Using a specialized savings account allows you to plan for specific financial goals. It may allow you to achieve various objectives or just aid in keeping funds separate from your personal expenses.

All savings accounts have some risk and eligibility requirements. When you contact our team to discuss these other types of savings accounts, we can offer clarity on how well they work for your needs.

FAQs

Which savings account is best for short-term goals?

A traditional savings account is the lowest-fee option, but the higher the interest rate, the better.

What types of savings accounts are suitable for long-term savings?

For long-term savings, consider IRAs, which allow you to put money aside specifically for your retirement goals.

Is a savings account considered an asset on financial statements?

Yes, savings accounts are assets. The money is less liquid and accessible than a checking account, but is typically still readily available for you.

How do high-yield savings accounts differ from traditional savings accounts?

High-yield savings accounts typically have a larger minimum deposit requirement, but pay a significantly higher interest rate than traditional savings accounts.

What factors should I consider when choosing between a traditional savings account and a money market account?

The key here is how easily you want to access your money (money market accounts are very accessible) as well as your desire to have FDIC or NCUA protections.

Can I open multiple savings accounts for different financial goals?

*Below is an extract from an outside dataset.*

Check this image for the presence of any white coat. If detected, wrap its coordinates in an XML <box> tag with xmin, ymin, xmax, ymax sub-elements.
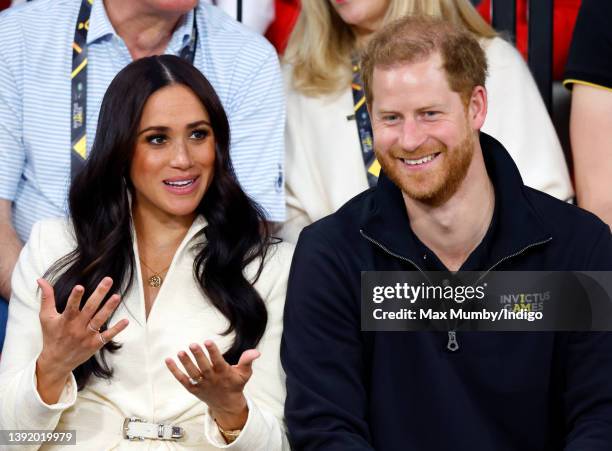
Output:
<box><xmin>0</xmin><ymin>217</ymin><xmax>292</xmax><ymax>451</ymax></box>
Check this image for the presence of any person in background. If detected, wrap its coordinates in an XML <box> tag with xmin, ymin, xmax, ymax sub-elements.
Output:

Yes, you can have multiple savings accounts within the same financial institution or across several.

Final Thoughts

What are the types of savings accounts best suited for you? Compare these account options to your financial goals, and choose based on factors like ease of access, costs, and earning potential. At HFS FCU, we offer a range of savings accounts you can select from to meet the needs of diverse members. Contact us to learn more about what we can do for you.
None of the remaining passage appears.